日東物流/出産祝い金を5万円に増額、孫育て支援金・孫育て休暇を導入
2025年05月13日 15:34 / 労務
千葉県四街道市で冷凍・チルド帯の食品を中心とした運送事業を展開する日東物流は、次世代育成支援対策推進法に基づき新しい「一般事業主行動計画」を策定し、4月1日から実施した。
一般事業主行動計画とは、次世代育成支援対策推進法に基づき、企業が従業員の仕事と子育ての両立を図るための雇用環境の整備や、子育てをしていない従業員も含めた多様な労働条件の整備などに取り組むにあたって、「計画期間」「目標」「目標達成のための対策及びその実施時期」を定めるものであり、従業員101人以上の企業には、その策定・届出、公表・周知が義務付けられている。
今回の行動計画では、所定外労働時間の削減や、年次有給休暇の取得促進といった、基本的な労働環境改善への取組みのほか、新たな取り組みとして、これまで1万円だった「出産祝い金」を5万円に増額し、育児休業を取得する社員に対し5万円の「子育て支援金」を支給する。また、出産・育児・看護が必要な場合、有給休暇を含めた長期休業を取得できるよう、優先的に業務調整を行うことで、より充実した育児環境を整えられるよう、会社として支援する。
さらに、出産祝い金の対象範囲を「子」から「孫」にまで拡大、「孫育て支援金」として3万円を支給することで、トラックドライバーに多いミドル・シニア世代の大きなライフイベントである“孫の出産”にも対応。また、孫の世話・看病をするための特別休暇「孫育て休暇」を導入、孫が1歳になるまでの年において、子ども1名につき1回、2日間の特別休暇を支給する。
これにより、出産(若手~中堅層)、育児(子育て世代)、孫の誕生(ベテラン層)と、従業員の全世代のライフステージをカバーすることで、従業員とその家族全員の支援を充実させるだけでなく、世代間の公平性と包括性を向上させる。

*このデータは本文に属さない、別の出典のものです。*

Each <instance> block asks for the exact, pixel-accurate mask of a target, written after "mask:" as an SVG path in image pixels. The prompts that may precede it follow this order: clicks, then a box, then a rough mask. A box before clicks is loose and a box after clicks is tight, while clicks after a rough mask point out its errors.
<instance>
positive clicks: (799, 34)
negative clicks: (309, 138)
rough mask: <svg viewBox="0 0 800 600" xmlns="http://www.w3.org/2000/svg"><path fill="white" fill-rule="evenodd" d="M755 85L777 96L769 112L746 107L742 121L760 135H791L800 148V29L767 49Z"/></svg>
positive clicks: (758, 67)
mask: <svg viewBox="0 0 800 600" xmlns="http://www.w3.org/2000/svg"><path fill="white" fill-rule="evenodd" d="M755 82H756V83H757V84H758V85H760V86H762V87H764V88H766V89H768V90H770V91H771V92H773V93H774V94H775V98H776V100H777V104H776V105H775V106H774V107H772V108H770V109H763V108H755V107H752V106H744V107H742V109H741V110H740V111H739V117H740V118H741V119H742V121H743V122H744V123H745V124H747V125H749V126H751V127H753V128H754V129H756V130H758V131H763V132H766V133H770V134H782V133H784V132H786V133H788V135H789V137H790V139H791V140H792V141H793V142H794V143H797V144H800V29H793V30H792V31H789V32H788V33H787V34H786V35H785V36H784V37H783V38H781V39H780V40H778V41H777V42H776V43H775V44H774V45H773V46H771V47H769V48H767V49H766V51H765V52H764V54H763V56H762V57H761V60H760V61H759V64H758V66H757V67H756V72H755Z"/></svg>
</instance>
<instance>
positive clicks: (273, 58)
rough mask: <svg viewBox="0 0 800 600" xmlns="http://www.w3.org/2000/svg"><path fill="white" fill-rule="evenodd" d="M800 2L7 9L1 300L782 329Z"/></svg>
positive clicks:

また全社員を対象とした、具体的な行動目標として、「所定外労働時間の年間平均を、ドライバ―は80時間以内に、管理職は35時間以内に、内勤者は1時間以内にする」「年次有給休暇の年間取得最低日数を、2025年はドライバーは10日、内勤者は18日とし、2030年には全社員が100%消化できるよう、段階的に引き上げる」ことなどを定めている。
そのほか、会社全体として地域社会の子育て支援に取り組むため、地域の子どもたちに職業を考える機会を与え、会社見学の受け入れや学校への講演活動を積極的に行うことも定めた。新しい「一般事業主行動計画」は4月1日から2030年3月31日までの5年間を対象に実行する。
今回の「一般事業主行動計画」の策定に際し、菅原拓也社長は、「物流会社が目指すべき“安全”は、職場環境の良さや働きやすさのみに支えられるものではなく、ドライバーをはじめとする従業員が安心して働くための家庭環境の豊かさによっても支えられている。より安全に質の高いサービスを提供し、地域社会に貢献するため、これからも従業員とその家族を大切にする取組みを積極的に行う」とコメントしている。
日東物流は、1995年2月に設立。資本金は1200万円で、従業員数は114人(2022年9月末時点)。一般貨物自動車運送業、第一種利用運送事業を行い、主に鮮魚・野菜・飲料水・菓子等他食品全般を、千葉・東京・神奈川・埼玉・茨城の関東全域に配送している。保有車両は、エアサス冷蔵冷凍車・冷蔵冷凍車・バン車で、総台数78台。健康経営優良法人2022、安全性優良事業所の認定を受けている。
行動指針(ニットーイムズ)として、「正直者でいこう」「アタリマエを確実に」「常に変化、常に進化」「適当が、いい」「見た目より中身」「頭でも汗をかく」「ナゼからはじめよう」「健康こそすべて」の8つを掲げている。